Both had high scoring college careers before NCAA records began. Legrant surpassed 1,000 points in only two years. Woodard’s 3,649 points are better than anyone since.
After college, Woodard would have been a top WBL draft pick, if only the league didn’t fold in 1981. While Europe had professional teams, she joined the Harlem Globetrotters in 1985.
In July 1981, Ms. Harris held a basketball camp at UMass Boston shortly after launching its women’s team. As a measure of her standing, Woodard showed up to work as a counselor.
That summer, a block from where the Shaw House once stood, Woodard and Legrant went looking for a basketball game.
“I was with Ms. Harris and we went to Derby Park and played with the boys,” recalled Edwards of Ramsay park, now named for a Black Vietnam veteran.
“Dropping the ball in the rim,” said Edwards, Woodard “was just killer. Shebra was doing her thing and I was on the court with them.”
A year into Cathedral High School, Edwards eventually scored 2,121 points — the first player over that millennial milestone in Massachusetts. In 1997, she would suit up with the WNBA’s Cleveland Rockers as Lynette Woodard’s teammate.
But first, Edwards played for Ms. Harris’ renowned Shelburne Smokers travel team.
Over the course of many years, future Division I stars played for the Smokers: Robin Christian, Antonia “Shorty” Macklin, Tonya Cardoza, Crystal Flint, Averrill Roberts, and Brandy Cruthird.
But, of all the Smokers who played for Ms. Harris, Medina Dixon was the best.

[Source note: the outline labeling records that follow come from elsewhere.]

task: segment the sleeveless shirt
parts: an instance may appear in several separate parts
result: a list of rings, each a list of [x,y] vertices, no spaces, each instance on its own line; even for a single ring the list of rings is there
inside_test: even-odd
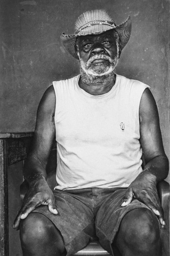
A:
[[[127,187],[142,170],[139,110],[149,86],[116,75],[108,92],[92,95],[79,87],[80,76],[53,82],[54,189]]]

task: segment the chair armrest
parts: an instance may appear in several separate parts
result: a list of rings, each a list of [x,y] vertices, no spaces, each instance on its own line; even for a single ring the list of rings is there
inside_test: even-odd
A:
[[[170,191],[169,184],[165,180],[159,182],[157,186],[158,193],[161,205],[164,213],[164,219],[166,225],[161,230],[162,241],[163,256],[169,256],[169,214]]]

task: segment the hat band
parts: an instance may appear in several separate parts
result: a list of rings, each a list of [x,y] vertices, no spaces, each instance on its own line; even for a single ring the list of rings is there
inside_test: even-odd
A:
[[[97,25],[98,24],[107,25],[109,26],[110,26],[111,27],[115,27],[116,26],[115,23],[114,22],[110,22],[110,21],[91,21],[80,27],[77,31],[76,32],[76,34],[78,34],[80,31],[81,31],[81,30],[82,30],[82,29],[83,29],[84,28],[85,28],[86,27],[90,26],[92,25]]]

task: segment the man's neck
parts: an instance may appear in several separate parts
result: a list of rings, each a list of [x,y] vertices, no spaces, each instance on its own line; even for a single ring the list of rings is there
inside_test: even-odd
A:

Growing up with 11 siblings in her family’s Willowwood Street home, she played — and beat — the boys.
Sitting by his sister’s court, Herb Dixon recalled how Medina “would go behind the back on you, pull-up and hit it.”
“She was like poetry in motion,” said Edwards of the 6-foot-3 Dixon.

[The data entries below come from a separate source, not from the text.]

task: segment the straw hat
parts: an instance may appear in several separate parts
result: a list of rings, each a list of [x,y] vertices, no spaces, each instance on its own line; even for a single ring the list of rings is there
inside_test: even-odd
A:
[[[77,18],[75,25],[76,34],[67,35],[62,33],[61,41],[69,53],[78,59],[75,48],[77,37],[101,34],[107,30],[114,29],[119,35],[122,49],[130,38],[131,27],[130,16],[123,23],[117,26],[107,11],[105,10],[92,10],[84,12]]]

Edwards recalled Dixon’s “tall slender frame” and that she “could handle the ball like a guard.”
“She was a scorer, a rebounder. She would tap the glass,” Edwards reminisced, “she played like a guy. But, you know, was a girl. And I loved that.”
At Cambridge Rindge and Latin senior year, Medina Dixon led her team to a state championship.
Off to college, Dixon bestowed her nickname, “Ice,” upon her younger teammate, Michelle Edwards, saying “‘Big Ice’ has got to go on to do bigger and better things.”
Soon, she did: becoming the women’s basketball top scoring Olympian in 1992.
After battling pancreatic cancer, Medina Dixon died on Nov. 8, 2021.
At the court dedication, Ms. Harris rued the delayed recognition of the talented Boston hoopster as she surveyed reporters and photographers from outlets that had ignored her whole career.
“They had nothing on her,” said Ms. Harris.